2022.02.11 12:47:51 - OpenVPN > AEAD Decrypt error: bad packet ID (may be a replay): [ #866105 ] -- see the man page entry for --no-replay and --replay-window for more info or silence this warning with --mute-replay-warnings
. 2022.02.11 12:53:00 - Above log line repeated 2940 times more

-------------- INFRINGEMENT DETAIL - ------------------------------
Infringing Work : FileNAME
Filename : FileNAME
First found (UTC): 2022-02-11T17:49:38.86Z
Last found (UTC): 2022-02-11T17:49:38.97Z
Filesize : 2492232393 bytes
IP Address: My real IP
IP Port: ThePort I used
Network: BitTorrent
Protocol: BitTorrent

[OpenSourcerer 1363]

5 hours ago, astralmind said:

So, network lock + binding to only TAP should take care of it ?

One of these is sufficient. Both is an additional layer of safety should you feel like doing it.
 

5 hours ago, astralmind said:

Anyone can explain what happens there (I'm EST vs UTC so same time) ?

OpenVPN suspected these packets were replayed.
Say you've got a download stream going on: packet 1, 2, 3,… 1000 being sent by the server effectively, in that order. They're sequence numbers.

• First situation: Your client received packets 1-1000, but then suddenly packets 900-1000 come in again. There is no way the server could've retransmitted the packet because we're on UDP (which doesn't care about whether packets are missing or not, intact or not, duplicate or not). The replay warning is fired, and it actually might be a replay.
• Second situation: Your client received this stream slightly differently than it's sent, say, 1, 2, 3, 150, 151, 152, then 4, 5, 6 out of the blue because of some miniscule lag on the way, I don't know. Again, UDP doesn't care if that is the case because 1-1000 were sent from the server. OpenVPN, though, cares: Sequential packets with a sequence number difference of > 64 within 15 seconds (by default) are dropped. The replay warning is fired, but it doesn't need to be a replay, just a bad lag situation.

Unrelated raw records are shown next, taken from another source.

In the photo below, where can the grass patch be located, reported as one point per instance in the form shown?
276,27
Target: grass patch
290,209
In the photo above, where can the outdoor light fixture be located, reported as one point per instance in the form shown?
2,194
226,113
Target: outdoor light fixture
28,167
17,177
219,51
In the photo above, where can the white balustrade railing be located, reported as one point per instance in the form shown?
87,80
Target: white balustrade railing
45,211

6 hours ago, astralmind said:

. 2022.02.11 12:53:00 - Above log line repeated 2940 times more

That for example would be a massive thing. It could either mean that the difference between two packets' sequence numbers was >3000 (a rather noticeable lag), or that someone or something tried to replay >3000 packets which all got dropped (for your safety, I might add).

[d3adf1sh 1]

On 2/12/2022 at 9:21 PM, OpenSourcerer said:

On 2/12/2022 at 2:28 PM, astralmind said:

So, network lock + binding to only TAP should take care of it ?


One of these is sufficient. Both is an additional layer of safety should you feel like doing it.

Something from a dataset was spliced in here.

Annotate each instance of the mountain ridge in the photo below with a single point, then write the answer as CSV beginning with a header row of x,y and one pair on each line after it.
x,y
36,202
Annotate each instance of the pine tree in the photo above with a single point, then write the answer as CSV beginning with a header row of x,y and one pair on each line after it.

question: so i always have network lock on so i guess i'm good, but in qbittorent i already have the port number assigned by air entered there, am i suppose to also uncheck "use nat/upnp portforwarding from my router"?

also i noticed in advanced settings there's a network setting i have "any network" also selected..  guess i'm lucky i had network lock on.   my choices are:
local area connection
ethernet
loopback psuedo interface

so i should be using the psuedo interface?  i am on a wired connection.  

[bluesjunior 39]

I have used AirVPN and qBittorrent for years and always have UPn'P unchecked from both the VPN and the router. Here is a link to setting up qBittorrent. https://www.techjunkie.com/best-qbittorrent-settings/ There was a better on on the Gizmo's Freeware site but it is gone now

[Staff 9770]

Hello!

The AirVPN guide to correctly configure your torrent software and optimize performance in AirVPN by using inbound remote port forwarding and avoiding wrong settings is available in the FAQ:
https://airvpn.org/faq/p2p/

Kind regards
 

[OpenSourcerer 1363]

19 hours ago, d3adf1sh said:

am i suppose to also uncheck "use nat/upnp portforwarding from my router"?

also i noticed in advanced settings there's a network setting i have "any network" also selected..  guess i'm lucky i had network lock on.   my choices are:

Advisable. With this setting it might forward that port on your router because it likely has UPnP enabled.
 

19 hours ago, d3adf1sh said:

so i should be using the psuedo interface?  i am on a wired connection.  

Ethernet is the physical interface. Local Area Connection is likely TAP. Select this.
The Pseudo Interface is a loopback interface.

Refer to the posted FAQ entry, ask specifics for your own torrent client, if necessary.